Quite a few would say that Queso Cabrales, or just Cabrales which is most commonly used, is the world’s best blue cheese. From the northern foothills of the Picos de Europa mountains in Asturias, Spain. Some would of course fiercely go against that. So be it. What is indisputable though; not that many have tasted it. If you are new to the cheese world, this is not a place to start. Personally I am not all that concerned with a cheese being the best in the world or not. I am concerned with the use of raw milk and a cheese being made by artisan cheese makers. A real cheese. And what is good or tasteful? Varies between people. Under any circumstance, this is a cheese that will challenge your taste buds.
Blue cheese area
Funny this, how some areas specialise in one style of cheese. The area around Picos de Europa has traditionally, and traditionally means from the 10th century, been an area where blue cheese has been made. Valdeón, Gamonedo, the quite young La Peral and last but not least; Cabrales. They all have their own personality, but Cabrales is by far the most pungent. The reason for all the various blue cheeses coming from this area is mainly all the natural limestone caves you can find there. Caves with a suitable humidity for maturing cheese and where Penicillum Roqueforti thrives.
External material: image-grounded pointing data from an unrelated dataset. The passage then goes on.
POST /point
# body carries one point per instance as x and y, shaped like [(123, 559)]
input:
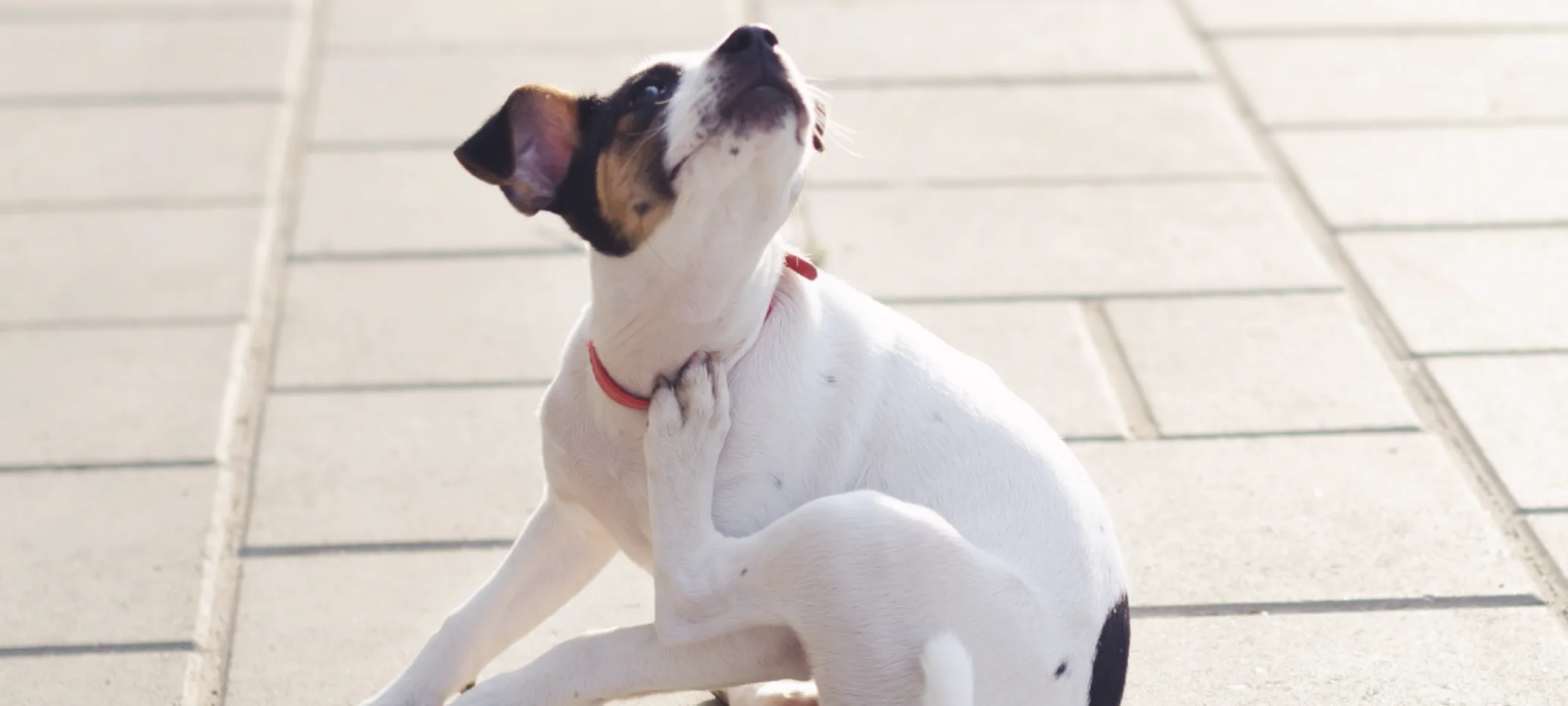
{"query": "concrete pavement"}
[(1291, 275)]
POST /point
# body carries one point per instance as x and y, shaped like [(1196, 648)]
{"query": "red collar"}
[(613, 390)]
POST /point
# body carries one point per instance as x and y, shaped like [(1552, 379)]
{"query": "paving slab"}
[(126, 266), (333, 630), (1258, 365), (443, 97), (1470, 291), (1037, 133), (79, 8), (1517, 409), (411, 203), (112, 395), (667, 26), (1063, 240), (103, 556), (396, 467), (1328, 15), (1363, 79), (491, 319), (138, 57), (1408, 658), (122, 680), (1045, 355), (1434, 176), (133, 152), (1553, 530), (985, 40), (1301, 519)]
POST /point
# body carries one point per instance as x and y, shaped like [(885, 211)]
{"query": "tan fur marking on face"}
[(628, 195)]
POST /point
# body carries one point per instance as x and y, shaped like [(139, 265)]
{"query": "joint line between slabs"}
[(96, 648), (1350, 606)]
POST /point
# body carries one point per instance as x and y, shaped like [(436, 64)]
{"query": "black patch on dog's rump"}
[(1109, 677)]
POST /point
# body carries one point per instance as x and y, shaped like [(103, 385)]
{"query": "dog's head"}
[(704, 145)]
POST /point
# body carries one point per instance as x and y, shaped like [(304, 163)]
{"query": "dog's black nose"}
[(750, 38)]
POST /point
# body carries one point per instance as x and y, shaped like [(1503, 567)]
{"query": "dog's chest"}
[(606, 472)]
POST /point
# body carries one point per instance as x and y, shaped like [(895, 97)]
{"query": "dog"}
[(869, 584), (679, 182)]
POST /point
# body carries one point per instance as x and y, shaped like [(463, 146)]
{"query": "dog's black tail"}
[(1111, 658)]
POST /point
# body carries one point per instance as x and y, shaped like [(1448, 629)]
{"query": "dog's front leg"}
[(632, 661), (558, 553)]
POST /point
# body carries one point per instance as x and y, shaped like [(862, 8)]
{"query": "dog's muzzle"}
[(756, 86)]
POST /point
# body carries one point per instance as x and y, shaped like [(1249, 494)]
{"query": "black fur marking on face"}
[(1109, 675), (632, 112)]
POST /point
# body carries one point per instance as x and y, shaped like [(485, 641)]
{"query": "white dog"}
[(679, 181)]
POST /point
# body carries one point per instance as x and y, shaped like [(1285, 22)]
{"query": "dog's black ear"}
[(525, 146), (819, 127)]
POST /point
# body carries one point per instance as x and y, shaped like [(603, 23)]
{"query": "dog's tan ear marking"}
[(819, 127), (525, 146)]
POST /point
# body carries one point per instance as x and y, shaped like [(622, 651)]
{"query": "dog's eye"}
[(651, 93)]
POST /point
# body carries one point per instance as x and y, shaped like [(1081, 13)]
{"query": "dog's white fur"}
[(872, 586), (835, 393)]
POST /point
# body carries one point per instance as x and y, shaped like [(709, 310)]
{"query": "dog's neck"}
[(650, 316)]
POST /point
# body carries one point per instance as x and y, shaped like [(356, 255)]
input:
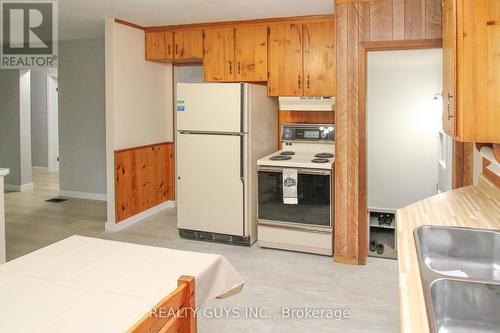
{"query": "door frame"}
[(364, 48), (53, 165)]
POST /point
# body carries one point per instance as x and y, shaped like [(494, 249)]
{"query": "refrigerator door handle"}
[(242, 161), (241, 134)]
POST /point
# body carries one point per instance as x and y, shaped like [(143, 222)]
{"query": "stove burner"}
[(280, 158), (324, 155), (287, 153), (320, 160)]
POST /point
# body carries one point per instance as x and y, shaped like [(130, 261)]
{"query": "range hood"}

Cabrales – the very best of the blues?
Depends who you ask. In my opinion the answer is probably no, especially if I let just the taste decide my answer. It is too pungent for my taste. It is not a cheese for pure hedonism. This cheese requires your full attention. Piquant and quite metallic at the end with some bitterness as well. But this is a fantastic cheese with the bluing well distributed and all natural. No needles used for this cheese. One of few purely artisan cheeses from the area. Basically cow’s milk, but goat and ewe’s milk are also allowed. The connoisseurs will say the cheese made in late spring using all the three types of milk allowed, is the best. Available from august. Rumours have it the very best Cabrales is to be found at the cheese market in Arenas de Cabrales the last Sunday of August every year.
I had a glass of Vin de Paille from Jura, that kind of lost the battle with the cheese. Some recommend Pedro Ximénez sherry which might well be a good choice. Locally, they’re ‘tougher than the rest’, and more suitable to my taste. They’re having Orujo. Aka Aguardente. Somehow the locals also recommend a dry cider. That’s if you think the combination of Cabrales and Orujo will be too epoch-making for your liking. And finally, if you have Cabrales, do not worry about having any other cheeses.